Ritratto di Allami guccini
4 luglio 2026 - 00:03
concordo
Ritratto di Andre_a2
4 luglio 2026 - 02:59
L'Italia ha molti più agenti per abitante della maggior parte dei paesi "occidentali". Piuttosto che assumerne altri andrebbero fatti lavorare sul serio, anziché fargli perdere tempo sulle scartoffie.
Ritratto di Blueyes
6 luglio 2026 - 10:22
1
esatto, peccato che tutti abbiano fogli e giustificazioni varie del medico compiacente di turno che li fa stare dietro la scrivania comodi e al sicuro.
Ritratto di fastidio
3 luglio 2026 - 12:39
10
3. CELLULARE AL VOLANTE: SOSPENSIONE GIÀ ALLA PRIMA MULTA. Se venisse realmente fatto un controllo, circolerebbe 1/3 delle persone.
Ritratto di Quello la
3 luglio 2026 - 12:47
Ahó! Cià pure ragione questo. O no? PS Io per primo :-(
Ritratto di fastidio
3 luglio 2026 - 15:01
10
Io mi sposto spesso in moto e ho una visuale più alta e spesso laterale delle auto..se non metà almeno 1/3 degli automobilisti guida con il cellulare perennemente in mano. La cosa assurda è che le auto ora hanno tutte le tecnologie per gestire il telefono da volante o con comandi vocali ma nessuno li usa.
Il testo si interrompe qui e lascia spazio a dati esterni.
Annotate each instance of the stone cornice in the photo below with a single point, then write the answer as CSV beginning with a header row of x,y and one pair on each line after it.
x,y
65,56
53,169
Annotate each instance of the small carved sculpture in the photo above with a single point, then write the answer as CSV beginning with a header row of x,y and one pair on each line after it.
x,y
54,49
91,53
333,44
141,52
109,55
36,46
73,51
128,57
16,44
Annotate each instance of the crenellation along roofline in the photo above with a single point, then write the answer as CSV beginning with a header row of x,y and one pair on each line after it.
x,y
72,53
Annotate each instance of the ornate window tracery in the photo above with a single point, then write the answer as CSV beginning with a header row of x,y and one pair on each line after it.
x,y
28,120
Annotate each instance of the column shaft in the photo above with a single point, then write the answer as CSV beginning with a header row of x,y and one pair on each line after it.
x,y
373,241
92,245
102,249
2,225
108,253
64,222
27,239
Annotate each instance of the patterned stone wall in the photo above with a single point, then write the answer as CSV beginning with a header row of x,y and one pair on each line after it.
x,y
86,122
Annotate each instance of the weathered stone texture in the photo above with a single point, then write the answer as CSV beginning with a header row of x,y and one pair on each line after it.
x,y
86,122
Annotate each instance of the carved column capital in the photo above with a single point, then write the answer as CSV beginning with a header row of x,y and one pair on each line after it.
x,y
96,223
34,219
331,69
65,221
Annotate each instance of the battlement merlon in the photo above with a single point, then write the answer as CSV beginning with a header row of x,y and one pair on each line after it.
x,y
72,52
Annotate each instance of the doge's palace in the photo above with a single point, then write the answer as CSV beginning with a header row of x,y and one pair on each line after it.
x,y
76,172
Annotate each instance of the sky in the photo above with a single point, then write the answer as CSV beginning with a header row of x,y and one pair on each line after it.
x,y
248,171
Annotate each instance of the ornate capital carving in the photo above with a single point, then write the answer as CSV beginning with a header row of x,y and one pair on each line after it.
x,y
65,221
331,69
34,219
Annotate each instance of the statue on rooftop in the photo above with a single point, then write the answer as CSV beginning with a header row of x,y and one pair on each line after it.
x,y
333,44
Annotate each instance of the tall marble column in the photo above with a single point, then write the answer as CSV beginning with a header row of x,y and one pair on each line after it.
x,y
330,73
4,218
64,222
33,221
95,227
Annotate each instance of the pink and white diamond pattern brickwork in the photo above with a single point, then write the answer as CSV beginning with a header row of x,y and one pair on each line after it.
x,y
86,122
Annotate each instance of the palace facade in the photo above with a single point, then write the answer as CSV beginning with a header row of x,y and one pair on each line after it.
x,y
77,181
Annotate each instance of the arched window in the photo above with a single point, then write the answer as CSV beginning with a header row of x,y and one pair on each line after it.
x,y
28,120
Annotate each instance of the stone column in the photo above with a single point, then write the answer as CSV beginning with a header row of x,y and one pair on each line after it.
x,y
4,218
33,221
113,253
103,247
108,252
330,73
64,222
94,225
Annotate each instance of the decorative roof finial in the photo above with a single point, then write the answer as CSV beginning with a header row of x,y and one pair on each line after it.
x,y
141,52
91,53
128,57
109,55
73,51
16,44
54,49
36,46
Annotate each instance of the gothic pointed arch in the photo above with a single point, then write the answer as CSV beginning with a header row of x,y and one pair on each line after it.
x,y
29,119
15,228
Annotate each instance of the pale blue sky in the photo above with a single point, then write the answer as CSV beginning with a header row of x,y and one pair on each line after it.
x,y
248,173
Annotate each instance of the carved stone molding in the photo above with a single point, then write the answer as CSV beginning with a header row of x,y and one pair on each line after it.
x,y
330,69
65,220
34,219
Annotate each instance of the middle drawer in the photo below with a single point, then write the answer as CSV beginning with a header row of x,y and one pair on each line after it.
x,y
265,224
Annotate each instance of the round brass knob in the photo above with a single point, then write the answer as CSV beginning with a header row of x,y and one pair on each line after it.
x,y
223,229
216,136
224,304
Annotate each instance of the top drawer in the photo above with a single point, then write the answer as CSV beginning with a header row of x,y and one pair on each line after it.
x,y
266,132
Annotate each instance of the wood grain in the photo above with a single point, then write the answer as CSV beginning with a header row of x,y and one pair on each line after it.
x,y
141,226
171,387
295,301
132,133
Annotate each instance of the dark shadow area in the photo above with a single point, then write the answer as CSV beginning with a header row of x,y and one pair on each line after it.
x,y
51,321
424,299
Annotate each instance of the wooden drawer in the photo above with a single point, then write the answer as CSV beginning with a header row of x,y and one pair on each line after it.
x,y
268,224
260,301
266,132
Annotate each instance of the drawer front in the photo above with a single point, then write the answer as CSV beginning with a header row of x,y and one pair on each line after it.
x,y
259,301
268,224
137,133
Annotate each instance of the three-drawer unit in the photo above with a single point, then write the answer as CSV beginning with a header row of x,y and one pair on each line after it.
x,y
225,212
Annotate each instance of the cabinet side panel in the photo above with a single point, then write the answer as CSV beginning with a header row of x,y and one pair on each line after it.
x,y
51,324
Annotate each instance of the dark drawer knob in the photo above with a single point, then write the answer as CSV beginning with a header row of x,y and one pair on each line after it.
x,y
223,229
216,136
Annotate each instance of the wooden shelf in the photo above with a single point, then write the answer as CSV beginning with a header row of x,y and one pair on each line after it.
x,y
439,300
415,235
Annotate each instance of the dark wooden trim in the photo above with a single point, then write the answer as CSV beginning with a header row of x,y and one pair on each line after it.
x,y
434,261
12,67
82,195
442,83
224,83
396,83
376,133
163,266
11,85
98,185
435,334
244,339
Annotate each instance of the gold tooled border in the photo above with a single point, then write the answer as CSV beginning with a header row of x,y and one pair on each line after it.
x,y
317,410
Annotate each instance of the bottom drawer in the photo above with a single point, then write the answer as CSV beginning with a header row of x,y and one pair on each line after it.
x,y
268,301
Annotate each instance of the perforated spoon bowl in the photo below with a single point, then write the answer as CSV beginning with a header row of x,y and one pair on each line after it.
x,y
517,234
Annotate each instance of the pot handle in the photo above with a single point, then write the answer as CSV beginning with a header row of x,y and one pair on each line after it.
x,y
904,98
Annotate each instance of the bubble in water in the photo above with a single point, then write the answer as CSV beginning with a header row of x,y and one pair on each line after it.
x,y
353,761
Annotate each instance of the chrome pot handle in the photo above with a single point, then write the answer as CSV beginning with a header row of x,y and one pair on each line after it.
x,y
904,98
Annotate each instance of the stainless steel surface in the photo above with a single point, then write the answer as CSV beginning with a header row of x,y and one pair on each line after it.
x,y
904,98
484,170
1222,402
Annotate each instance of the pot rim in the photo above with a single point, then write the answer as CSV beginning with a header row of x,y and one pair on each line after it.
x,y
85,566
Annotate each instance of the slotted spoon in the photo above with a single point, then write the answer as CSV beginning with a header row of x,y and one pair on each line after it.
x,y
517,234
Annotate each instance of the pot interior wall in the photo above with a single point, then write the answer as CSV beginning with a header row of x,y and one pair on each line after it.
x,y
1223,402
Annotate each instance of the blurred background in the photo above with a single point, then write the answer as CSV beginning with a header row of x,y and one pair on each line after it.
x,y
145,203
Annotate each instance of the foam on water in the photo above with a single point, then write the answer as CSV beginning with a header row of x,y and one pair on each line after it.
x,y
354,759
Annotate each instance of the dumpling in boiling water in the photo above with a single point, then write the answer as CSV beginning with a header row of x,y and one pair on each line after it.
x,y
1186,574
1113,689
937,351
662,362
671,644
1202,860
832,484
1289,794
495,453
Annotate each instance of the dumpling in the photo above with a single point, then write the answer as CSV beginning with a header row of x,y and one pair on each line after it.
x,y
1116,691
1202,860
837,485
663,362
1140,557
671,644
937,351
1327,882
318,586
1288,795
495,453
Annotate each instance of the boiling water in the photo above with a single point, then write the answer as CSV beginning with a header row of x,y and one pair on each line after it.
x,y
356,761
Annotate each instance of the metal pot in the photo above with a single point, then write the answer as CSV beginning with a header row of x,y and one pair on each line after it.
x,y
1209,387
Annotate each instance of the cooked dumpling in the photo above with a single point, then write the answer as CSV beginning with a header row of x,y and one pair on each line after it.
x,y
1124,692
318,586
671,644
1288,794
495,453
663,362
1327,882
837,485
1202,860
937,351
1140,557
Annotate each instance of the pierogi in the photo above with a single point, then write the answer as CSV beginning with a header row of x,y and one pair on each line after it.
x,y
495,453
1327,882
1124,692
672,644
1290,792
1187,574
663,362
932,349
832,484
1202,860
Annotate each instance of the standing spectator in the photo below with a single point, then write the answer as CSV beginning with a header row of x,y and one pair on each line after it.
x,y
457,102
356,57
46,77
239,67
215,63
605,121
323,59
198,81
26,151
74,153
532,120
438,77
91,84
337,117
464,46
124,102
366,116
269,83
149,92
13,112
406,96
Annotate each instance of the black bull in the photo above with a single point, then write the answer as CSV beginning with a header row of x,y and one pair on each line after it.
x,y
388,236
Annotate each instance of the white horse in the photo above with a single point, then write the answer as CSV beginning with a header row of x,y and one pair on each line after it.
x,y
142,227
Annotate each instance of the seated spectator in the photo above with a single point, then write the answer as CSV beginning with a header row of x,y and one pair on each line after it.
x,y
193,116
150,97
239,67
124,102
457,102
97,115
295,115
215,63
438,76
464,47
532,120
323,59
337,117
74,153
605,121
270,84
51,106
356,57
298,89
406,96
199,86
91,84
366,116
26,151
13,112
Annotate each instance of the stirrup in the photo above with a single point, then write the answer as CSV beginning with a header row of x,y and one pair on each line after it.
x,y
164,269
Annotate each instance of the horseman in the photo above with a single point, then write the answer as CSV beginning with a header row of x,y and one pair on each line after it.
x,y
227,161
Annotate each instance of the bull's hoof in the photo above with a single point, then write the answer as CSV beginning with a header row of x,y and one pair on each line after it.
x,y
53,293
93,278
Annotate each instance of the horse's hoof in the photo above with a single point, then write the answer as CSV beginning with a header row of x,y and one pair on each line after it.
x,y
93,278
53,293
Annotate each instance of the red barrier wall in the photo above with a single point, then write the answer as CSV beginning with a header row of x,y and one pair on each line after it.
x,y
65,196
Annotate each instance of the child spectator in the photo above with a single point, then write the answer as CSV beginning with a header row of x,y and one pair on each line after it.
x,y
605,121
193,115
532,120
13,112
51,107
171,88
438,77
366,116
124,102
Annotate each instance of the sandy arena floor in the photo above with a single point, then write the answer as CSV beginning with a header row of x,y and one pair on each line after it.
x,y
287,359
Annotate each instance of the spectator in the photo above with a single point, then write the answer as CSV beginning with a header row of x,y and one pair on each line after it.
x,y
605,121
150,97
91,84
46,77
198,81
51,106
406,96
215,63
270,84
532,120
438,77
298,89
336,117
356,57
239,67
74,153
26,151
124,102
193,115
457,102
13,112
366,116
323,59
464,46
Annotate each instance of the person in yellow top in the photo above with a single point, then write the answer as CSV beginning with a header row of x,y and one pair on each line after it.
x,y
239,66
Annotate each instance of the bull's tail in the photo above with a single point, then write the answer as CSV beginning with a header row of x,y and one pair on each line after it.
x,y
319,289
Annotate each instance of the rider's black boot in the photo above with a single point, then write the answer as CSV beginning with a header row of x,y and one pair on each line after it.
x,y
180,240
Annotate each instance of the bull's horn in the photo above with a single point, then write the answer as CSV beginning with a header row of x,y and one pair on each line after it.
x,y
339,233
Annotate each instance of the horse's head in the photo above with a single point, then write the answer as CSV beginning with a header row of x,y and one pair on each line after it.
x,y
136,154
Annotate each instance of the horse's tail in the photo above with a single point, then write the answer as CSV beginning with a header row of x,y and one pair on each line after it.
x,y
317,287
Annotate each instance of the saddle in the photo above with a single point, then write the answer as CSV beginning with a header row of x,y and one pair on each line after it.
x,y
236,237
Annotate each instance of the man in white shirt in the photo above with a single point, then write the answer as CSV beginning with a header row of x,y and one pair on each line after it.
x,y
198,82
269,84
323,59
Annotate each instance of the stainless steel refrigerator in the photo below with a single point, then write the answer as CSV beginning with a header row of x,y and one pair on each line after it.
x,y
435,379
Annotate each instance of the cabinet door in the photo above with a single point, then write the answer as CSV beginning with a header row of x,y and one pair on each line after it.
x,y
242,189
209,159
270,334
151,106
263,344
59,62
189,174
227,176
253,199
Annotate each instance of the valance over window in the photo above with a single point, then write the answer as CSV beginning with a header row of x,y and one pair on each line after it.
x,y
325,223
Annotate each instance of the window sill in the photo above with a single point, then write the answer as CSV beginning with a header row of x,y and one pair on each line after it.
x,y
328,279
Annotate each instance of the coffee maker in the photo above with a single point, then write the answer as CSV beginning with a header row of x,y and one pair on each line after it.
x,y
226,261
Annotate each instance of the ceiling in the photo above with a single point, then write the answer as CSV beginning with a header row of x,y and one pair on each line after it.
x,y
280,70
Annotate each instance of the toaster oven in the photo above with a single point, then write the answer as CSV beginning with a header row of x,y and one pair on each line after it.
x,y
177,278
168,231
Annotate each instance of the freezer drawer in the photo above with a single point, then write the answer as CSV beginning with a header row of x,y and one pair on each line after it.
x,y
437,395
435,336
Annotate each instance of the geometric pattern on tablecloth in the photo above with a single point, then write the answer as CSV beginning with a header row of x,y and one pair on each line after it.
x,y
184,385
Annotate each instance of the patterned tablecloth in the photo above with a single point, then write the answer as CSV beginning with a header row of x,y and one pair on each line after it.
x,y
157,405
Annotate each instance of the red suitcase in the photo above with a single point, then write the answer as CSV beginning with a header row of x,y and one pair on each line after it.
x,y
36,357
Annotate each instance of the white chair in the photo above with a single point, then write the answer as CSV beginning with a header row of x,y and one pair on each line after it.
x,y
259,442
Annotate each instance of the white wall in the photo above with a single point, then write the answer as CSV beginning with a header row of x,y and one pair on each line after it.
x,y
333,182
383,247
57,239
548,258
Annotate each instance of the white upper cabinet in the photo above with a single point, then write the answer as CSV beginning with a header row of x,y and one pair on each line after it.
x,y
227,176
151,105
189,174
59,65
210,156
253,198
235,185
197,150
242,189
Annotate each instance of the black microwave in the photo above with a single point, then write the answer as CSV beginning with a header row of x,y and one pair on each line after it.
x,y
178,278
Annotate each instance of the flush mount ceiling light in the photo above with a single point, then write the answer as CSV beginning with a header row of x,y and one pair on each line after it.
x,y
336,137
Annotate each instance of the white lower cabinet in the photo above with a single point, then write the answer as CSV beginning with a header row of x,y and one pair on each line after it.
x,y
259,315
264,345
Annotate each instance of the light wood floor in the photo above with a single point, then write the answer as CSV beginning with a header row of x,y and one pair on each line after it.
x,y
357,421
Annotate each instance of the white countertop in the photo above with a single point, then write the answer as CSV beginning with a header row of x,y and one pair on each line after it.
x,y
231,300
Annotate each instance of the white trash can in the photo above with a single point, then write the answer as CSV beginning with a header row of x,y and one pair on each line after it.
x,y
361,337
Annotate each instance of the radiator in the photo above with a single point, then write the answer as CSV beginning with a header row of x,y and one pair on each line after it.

Io personalmente metto il cellulare nel bracciolo e se mi serve (musica, chiamate, navigatore, messaggi) faccio tutto senza toccarlo. E' così difficile?
Ritratto di Andre_a2
4 luglio 2026 - 03:05
Chissà quanti ne vedresti se ti spostassi su un'auto della polizia, però. Perché l'auto della polizia è molto più vistosa rispetto a un piccolo smartphone, e appena la vedi, abbassare il telefono è un attimo. E non sono sicuro che pene più forti aiutino in questo. Mettiamoci nei panni di un poliziotto: davvero toglieremmo la patente a uno che probabilmente era al cellulare, ma forse si stava solo grattando un orecchio?
Ritratto di zottto
3 luglio 2026 - 12:46
Molto soddisfatto del pugno dur0 sulla questione “stato di alterazione psicofisica”, che era una scusa per drogarsi a chi la tollera in modo occultabile.